A shop steward at CUPE Local 116, Ann S. said, after two secretaries were fired (a third would soon quit due to health problems from overwork), "We don't make very good employers, do we."

Sinclair pointed out today that there is a definite incentive for an employer to resort to unfair labour practices as even when fines are levied, they are low. "That's not a punishment or a deterrent, that's a reward. What it says to the employer is `Fly at it'." That's exactly Sinclair has been saying to CUPE Local 116.


Tuesday, January 11, 2011

Emergency at Brian Adams' Studio

Two fire trucks showed up at Brian Adams music studio today at about 5:4o p.m. Adams' studio is at Columbia and Powell St, on the same block as the fire station. One truck left soon after arriving; the other stayed for about 20 minutes. Fire trucks can arrive for anything from fire to medical emergencies. I guess whatever happened, even if it cut like a knife, it feels alright.

We'll never know what happened though, as people who work at the high-security studio have a reputation for never mixing with Downtown Eastsiders.

A few years back, Adams was on his rooftop patio when a woman went out onto her 4th floor balcony across the street. Adams saw her and went back inside, slamming the door as he went. She says she hadn't gone out there to watch him. She wasn't a fan of Adams. She was a fan of Enrique Eglesias.

On another occasion, a neighbour saw Adams with a floppy hat pulled down over his ears, dashing out the door of his studio into a waiting Yellow cab. She figured he was determined not to be seen. She looked around and there was nobody on the sidewalks except her. And she's not a fan.

Adams held a Junos party at this studio a year or two ago. I think the Junos should give an award for the Canadian songwriting using the most cliches. Adams wouldn't win though. He would have tough competition from Shania Twain who wants to"wake up every morning to your sweet face."

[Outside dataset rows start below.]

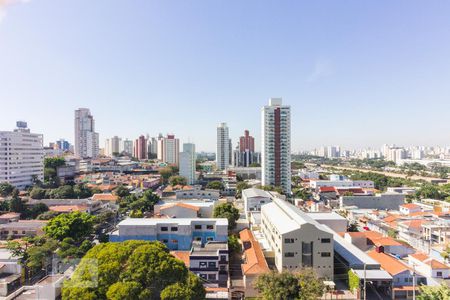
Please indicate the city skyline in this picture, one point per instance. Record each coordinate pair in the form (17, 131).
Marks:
(390, 87)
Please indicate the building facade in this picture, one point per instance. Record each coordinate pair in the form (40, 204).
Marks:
(86, 139)
(176, 234)
(276, 145)
(169, 149)
(223, 147)
(21, 156)
(187, 163)
(296, 239)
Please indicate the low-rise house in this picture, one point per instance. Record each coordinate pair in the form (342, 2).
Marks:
(176, 234)
(20, 229)
(254, 198)
(379, 201)
(105, 197)
(401, 273)
(254, 264)
(209, 262)
(9, 217)
(409, 208)
(428, 266)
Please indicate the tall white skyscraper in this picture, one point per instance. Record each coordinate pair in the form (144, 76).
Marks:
(276, 145)
(21, 156)
(169, 149)
(223, 147)
(187, 162)
(86, 139)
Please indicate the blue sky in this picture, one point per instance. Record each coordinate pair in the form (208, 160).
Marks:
(356, 73)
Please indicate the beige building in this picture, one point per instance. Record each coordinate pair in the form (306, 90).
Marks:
(296, 239)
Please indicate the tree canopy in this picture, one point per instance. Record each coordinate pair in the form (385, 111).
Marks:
(215, 185)
(302, 285)
(75, 225)
(132, 270)
(227, 210)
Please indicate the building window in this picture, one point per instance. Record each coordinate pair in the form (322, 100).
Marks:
(211, 276)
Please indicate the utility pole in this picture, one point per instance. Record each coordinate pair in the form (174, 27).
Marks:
(414, 282)
(364, 295)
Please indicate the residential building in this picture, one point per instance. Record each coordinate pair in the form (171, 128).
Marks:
(169, 149)
(176, 234)
(210, 262)
(296, 239)
(254, 264)
(128, 147)
(253, 200)
(86, 139)
(140, 148)
(276, 145)
(223, 147)
(63, 145)
(187, 162)
(21, 156)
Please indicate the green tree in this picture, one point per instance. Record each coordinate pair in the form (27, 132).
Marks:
(38, 193)
(177, 180)
(240, 186)
(131, 270)
(441, 292)
(233, 244)
(301, 285)
(228, 211)
(122, 191)
(215, 185)
(176, 291)
(75, 225)
(6, 189)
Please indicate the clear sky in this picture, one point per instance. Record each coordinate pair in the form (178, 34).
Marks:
(356, 73)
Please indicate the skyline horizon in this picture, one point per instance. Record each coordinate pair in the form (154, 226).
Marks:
(359, 75)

Thanks to the Downtown Eastsider who sent us the photo.

Sunday, January 2, 2011

Carnegie Staff Thumb Noses at Jenny Kwan


What Jenny Kwan did, Carnegie management has undone.

Last November, Jenny Kwan, MLA for Vancouver East, got a call from a Carnegie member, also named Kwan, who had been unjustly barred from the Carnegie for four months. Jenny said she would help him. He believes she had one of her staff call Carnegie, as his barring was lifted and he wasn't required to go through the usual meeting with Security Coordinator Skip Everall. When Kwan attempted to talk to him, Everall said, "I don't want to talk to you."

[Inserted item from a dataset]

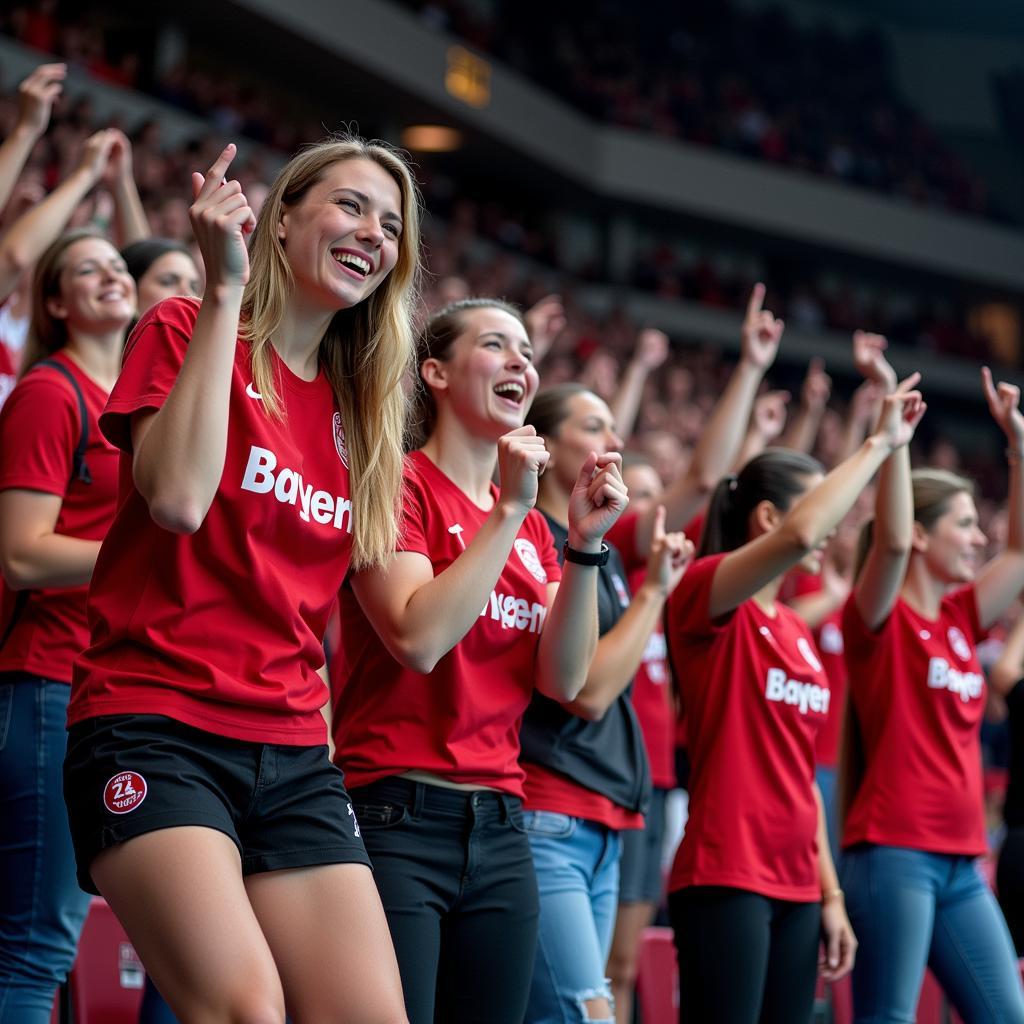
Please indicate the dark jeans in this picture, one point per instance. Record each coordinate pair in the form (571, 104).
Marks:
(42, 909)
(744, 958)
(456, 878)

Anyone who has ever reported Carnegie corruption to the outside world knows that Carnegie staff retaliate. Kwan said he noticed a young security guard glaring at him (he didn't know that the guard is reportedly the son of Everall.) Then Everall got the opening he needed. "I was feeling good it was New Year's day," says Kwan, who explains that he was joking with some old Chinese guys who sit in the Carnegie lobby and made a sex joke. He made the joke in Chinese and they were laughing, and then he translated it into English. Everall instantly gave orders to security guard Ted Chaing to bar Kwan for a month.

Chaing issued the barring. But Kwan has no hard feelings toward Chaing. "He had to do it; that's his boss; he would have been fired." The exact reason Kwan was given for the barring was that Everall considered him "loud" and "corrupt". Carnegie is an adult centre; you don't see kids around there much, so who is going to be corrupted by Kwan?

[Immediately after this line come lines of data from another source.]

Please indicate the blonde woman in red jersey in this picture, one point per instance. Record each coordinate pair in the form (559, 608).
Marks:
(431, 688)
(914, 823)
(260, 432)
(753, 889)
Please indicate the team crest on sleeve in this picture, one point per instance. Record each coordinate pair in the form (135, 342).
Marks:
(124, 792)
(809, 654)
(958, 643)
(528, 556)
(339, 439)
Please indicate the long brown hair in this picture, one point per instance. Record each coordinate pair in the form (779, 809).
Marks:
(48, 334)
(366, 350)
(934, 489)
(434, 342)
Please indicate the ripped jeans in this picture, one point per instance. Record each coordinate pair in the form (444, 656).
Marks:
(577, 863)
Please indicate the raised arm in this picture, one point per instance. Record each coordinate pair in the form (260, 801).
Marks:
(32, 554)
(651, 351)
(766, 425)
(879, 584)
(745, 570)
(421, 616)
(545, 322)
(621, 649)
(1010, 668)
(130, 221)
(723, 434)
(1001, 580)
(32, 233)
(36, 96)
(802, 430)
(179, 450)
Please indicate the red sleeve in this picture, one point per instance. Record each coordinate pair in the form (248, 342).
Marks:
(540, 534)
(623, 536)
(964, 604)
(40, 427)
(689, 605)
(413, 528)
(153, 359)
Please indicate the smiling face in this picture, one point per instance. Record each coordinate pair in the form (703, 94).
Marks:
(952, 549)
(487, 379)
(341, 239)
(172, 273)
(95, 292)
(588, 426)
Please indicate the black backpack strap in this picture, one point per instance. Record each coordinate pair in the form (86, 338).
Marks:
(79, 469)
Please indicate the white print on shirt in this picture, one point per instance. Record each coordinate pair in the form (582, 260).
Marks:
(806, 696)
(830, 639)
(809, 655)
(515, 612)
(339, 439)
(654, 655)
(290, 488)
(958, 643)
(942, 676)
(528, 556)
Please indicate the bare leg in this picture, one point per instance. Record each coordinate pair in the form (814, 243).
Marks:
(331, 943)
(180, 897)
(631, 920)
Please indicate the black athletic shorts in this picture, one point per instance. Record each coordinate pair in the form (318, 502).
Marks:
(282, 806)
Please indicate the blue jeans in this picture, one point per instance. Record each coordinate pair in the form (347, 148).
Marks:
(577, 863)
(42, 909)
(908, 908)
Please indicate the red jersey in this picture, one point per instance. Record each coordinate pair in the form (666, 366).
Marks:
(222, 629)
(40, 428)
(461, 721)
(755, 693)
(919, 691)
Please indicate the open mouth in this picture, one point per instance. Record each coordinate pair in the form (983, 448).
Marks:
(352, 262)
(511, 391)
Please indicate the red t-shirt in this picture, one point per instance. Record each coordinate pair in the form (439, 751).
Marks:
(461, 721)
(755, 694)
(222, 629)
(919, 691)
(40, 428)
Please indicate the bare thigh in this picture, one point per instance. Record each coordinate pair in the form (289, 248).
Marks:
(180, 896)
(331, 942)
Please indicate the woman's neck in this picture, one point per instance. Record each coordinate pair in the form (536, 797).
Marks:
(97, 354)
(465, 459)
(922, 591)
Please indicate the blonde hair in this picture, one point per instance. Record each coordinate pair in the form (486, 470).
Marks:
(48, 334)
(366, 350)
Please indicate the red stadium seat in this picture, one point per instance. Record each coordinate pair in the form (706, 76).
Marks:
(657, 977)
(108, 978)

Kwan's plan to begin going to the Carnegie Learning Centre this month to improve his English literacy, a plan that he had already run by Learning Centre teacher Lucy Alderson, has now been nixed by Everall. One less student in a learning centre that is already clinically dead.

The barring of Kwan would have been rubber-stamped by Carnegie Director Ethel Whitty and Assistant Director Dan Tetrault. All barrings are rubber-stamped by them.

Funny, Everall, Whitty, and Tetrault didn't see the need for such an extreme response last year when a 50 year old male staffer was having sex with a teenage female client.